The Edmonton Oilers recalled Kailer Yamamoto from Bakersfield on December 29. The 21-year-old proceeded to waste no time proving that he packed for a one-way trip and had no intentions on being sent back down to the AHL.
The 2017 first-round pick immediately fit into the Oilers second line. Playing alongside Art Ross winner Leon Draisaitl and two-way specialist Ryan Nugent-Hopkins, Yamamoto produced 26 points in 27 games. Yamamoto spent 71.7% of his 469 minutes on the ice playing with Draisaitl and Nugent-Hopkins. Their instant chemistry created the most effective second-line the Oilers have seen in years.
Yamamoto’s emergence this season has finally given the Oilers legitimate options and reassurance that they can split Connor McDavid and Leon Draisaitl without sacrificing production.
Out of all Oilers players who skated at least 400 minutes, Yamamoto sported the best Goal Differential per 60 (GD60) on the team, with a 2.255. He also led the team with a 107.6 PDO (Shooting % + Save %), and a 4.6 Goals For per 60 Minutes at Even-Strength (GF60) while averaging 17:23 minutes-per-game.
Looking through his 11 goals this season, he’s shown that same intensity around the net. Eight of those goals came in the slot from the hash marks down (64% of all goals) and around the net (27% of all goals), according to IcyData.hockey.
Oh, and Yamamoto still has another year left on his Entry-Level Contract that commands just $894,167, or 1.1% of the salary cap. If he continues to produce and develop while playing significant second-line minutes, he could quickly become one of the best value contracts in the league next season.
While no one is going to confuse the 5’8, 153 lbs forward as the biggest guy on the ice, Yamamoto isn’t shying away from the physical side of the game either. He ranks 14th on the Oilers in hits with 45, despite only playing 27 games.
Now to temper some expectations.
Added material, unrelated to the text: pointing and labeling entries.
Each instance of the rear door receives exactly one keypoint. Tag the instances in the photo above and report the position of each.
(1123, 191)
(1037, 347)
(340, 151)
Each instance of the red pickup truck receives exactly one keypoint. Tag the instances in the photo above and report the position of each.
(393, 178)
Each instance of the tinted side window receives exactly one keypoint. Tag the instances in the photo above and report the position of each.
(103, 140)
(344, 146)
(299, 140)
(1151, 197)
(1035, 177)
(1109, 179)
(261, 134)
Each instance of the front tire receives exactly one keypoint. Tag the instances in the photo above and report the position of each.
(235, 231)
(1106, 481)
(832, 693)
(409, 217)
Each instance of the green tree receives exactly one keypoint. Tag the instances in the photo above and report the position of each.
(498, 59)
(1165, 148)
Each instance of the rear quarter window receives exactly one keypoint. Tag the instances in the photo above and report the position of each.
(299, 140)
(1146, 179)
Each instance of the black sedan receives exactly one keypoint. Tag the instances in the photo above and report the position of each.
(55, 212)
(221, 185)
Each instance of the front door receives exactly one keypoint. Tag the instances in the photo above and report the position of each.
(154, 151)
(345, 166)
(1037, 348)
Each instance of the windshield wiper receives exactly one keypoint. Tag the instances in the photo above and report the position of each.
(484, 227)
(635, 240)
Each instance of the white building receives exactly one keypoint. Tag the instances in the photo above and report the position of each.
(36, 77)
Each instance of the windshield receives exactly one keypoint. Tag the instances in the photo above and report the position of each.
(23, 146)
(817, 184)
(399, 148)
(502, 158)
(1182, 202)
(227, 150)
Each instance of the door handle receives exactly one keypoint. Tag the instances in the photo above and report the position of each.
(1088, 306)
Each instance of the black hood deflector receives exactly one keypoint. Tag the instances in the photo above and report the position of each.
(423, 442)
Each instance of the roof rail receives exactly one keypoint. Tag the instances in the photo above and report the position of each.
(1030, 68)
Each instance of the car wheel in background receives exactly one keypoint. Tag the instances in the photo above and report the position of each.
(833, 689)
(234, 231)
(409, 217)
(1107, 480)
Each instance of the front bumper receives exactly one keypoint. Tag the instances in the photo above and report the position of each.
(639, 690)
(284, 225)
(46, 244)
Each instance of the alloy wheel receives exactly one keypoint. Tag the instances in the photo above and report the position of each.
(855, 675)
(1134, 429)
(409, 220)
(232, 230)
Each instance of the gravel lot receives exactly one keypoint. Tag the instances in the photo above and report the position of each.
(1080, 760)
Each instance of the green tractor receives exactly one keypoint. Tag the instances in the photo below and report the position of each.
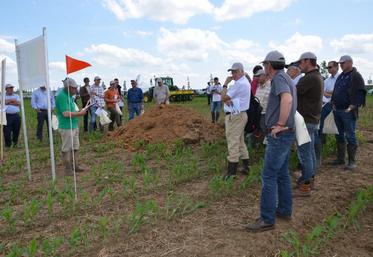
(176, 94)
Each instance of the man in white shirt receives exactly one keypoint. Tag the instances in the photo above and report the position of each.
(236, 102)
(216, 100)
(326, 107)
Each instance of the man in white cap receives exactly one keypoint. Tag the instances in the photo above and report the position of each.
(276, 197)
(97, 101)
(309, 93)
(161, 92)
(348, 95)
(236, 100)
(11, 130)
(68, 125)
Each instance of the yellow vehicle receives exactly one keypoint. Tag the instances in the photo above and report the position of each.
(176, 94)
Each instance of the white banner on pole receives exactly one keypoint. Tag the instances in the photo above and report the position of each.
(32, 63)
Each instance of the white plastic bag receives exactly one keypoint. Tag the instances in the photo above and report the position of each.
(329, 125)
(104, 118)
(54, 122)
(301, 132)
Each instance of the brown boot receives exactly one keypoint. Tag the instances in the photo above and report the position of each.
(304, 190)
(66, 160)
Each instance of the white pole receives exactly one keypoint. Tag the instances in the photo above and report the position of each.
(3, 66)
(53, 165)
(23, 115)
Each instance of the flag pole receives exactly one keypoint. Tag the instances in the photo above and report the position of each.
(3, 67)
(51, 145)
(23, 113)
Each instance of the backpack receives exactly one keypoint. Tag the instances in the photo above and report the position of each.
(253, 115)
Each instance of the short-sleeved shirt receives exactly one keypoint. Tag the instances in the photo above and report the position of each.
(65, 103)
(281, 83)
(135, 95)
(216, 90)
(12, 109)
(161, 93)
(329, 87)
(111, 95)
(241, 90)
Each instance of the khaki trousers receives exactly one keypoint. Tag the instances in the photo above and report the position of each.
(234, 132)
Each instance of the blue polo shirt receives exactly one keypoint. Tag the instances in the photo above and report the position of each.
(340, 95)
(135, 95)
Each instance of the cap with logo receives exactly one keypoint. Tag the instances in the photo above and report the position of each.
(274, 56)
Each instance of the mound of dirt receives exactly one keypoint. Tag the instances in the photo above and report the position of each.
(167, 125)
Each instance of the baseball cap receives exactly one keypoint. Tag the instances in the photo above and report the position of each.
(345, 58)
(259, 72)
(236, 66)
(274, 56)
(307, 55)
(69, 82)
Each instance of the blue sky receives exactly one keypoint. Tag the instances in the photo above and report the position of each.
(185, 38)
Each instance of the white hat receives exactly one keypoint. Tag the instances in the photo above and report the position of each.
(236, 66)
(345, 58)
(274, 56)
(69, 82)
(307, 55)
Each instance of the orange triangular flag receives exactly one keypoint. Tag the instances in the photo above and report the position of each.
(73, 65)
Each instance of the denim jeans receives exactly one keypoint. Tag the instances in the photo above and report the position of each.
(346, 124)
(276, 186)
(134, 108)
(306, 154)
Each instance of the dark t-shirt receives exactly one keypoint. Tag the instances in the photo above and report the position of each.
(309, 93)
(281, 83)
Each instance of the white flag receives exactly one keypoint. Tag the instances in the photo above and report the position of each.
(31, 63)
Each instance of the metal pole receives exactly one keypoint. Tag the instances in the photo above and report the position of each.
(23, 115)
(53, 164)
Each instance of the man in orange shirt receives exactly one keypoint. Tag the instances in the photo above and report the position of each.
(111, 98)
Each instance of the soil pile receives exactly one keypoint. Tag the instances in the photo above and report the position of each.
(166, 125)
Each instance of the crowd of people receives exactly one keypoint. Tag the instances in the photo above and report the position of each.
(300, 89)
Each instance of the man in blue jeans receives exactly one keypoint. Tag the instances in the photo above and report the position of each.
(309, 95)
(135, 99)
(276, 197)
(348, 95)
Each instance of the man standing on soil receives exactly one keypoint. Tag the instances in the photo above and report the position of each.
(11, 130)
(111, 98)
(348, 95)
(84, 96)
(236, 102)
(216, 100)
(161, 92)
(309, 93)
(39, 102)
(135, 99)
(68, 126)
(276, 197)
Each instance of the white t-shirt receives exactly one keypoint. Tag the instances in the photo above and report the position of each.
(240, 92)
(329, 87)
(215, 89)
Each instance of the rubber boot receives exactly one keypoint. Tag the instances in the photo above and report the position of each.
(232, 170)
(78, 168)
(213, 117)
(341, 152)
(245, 167)
(66, 160)
(351, 151)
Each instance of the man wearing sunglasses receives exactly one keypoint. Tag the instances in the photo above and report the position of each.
(348, 95)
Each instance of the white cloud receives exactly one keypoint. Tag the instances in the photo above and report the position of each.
(177, 11)
(354, 44)
(297, 44)
(234, 9)
(188, 44)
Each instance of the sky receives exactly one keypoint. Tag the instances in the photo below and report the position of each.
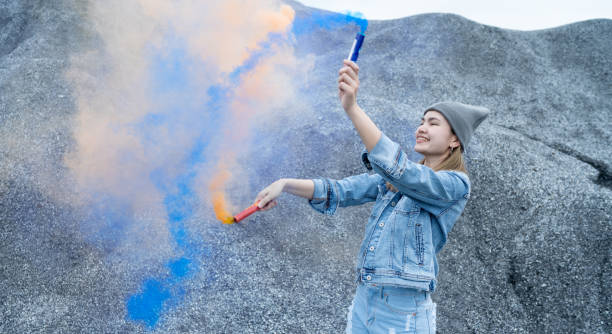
(516, 14)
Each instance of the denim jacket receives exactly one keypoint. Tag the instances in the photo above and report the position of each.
(407, 228)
Yamamoto is playing great, and he’s playing against high-end talent while producing at a near point-per-game pace. He’s also rocking a 25% shooting percentage. That’s the highest in the NHL out of all players who skated at least 20 games this season. So while he’s converting an incredible number of his shots, this scoring pace is unsustainable and is unlikely to continue.
The Oilers managed to draft Yamamoto with the 22nd pick in 2017. He lit up the WHL with the Spokane Chiefs, putting up 99 points in 65 games during his draft year. The fact they were able to get him at all comes down a bit to luck, and mostly because of the league’s bias towards drafting bigger, “NHL ready” players. We’ve seen it before, and we’ll see it again, most recently with American Cole Caufield dropping to the 15th pick in the 2019 draft. Before being brought up to the Oilers in December, Yamamoto also scored 16 points in 23 games in the AHL with the Bakersfield Condors.
The problem for the Oilers and Yamamoto might start to come at the end of next season when his contract expires. It’s in Yamamoto’s best interest to put off signing an extension as long as possible if he believes he can continue to up his value. That might be why the Oilers should try to extend him as soon as possible. Otherwise he might very well play his way to a massive contract.
The good news for the team is that at the same time Yamamoto is due for a raise, they’ll have the contracts of Alex Chiasson ($2.15 million), Adam Larsson ($4.16 million) and Kris Russell ($4 million) coming off the books. That might give them the wiggle room to pay whatever price Yamamoto ends up asking for.
Yamamoto’s break-out tour isn’t over yet though. When the team takes on the Chicago Blackhawks in the qualifying round, Yamamoto is going to be counted on to continue producing on the second line while playing against postseason veterans like Jonathan Toews, Patrick Kane and Duncan Keith. The playoffs have been and will always be the ultimate proving grounds.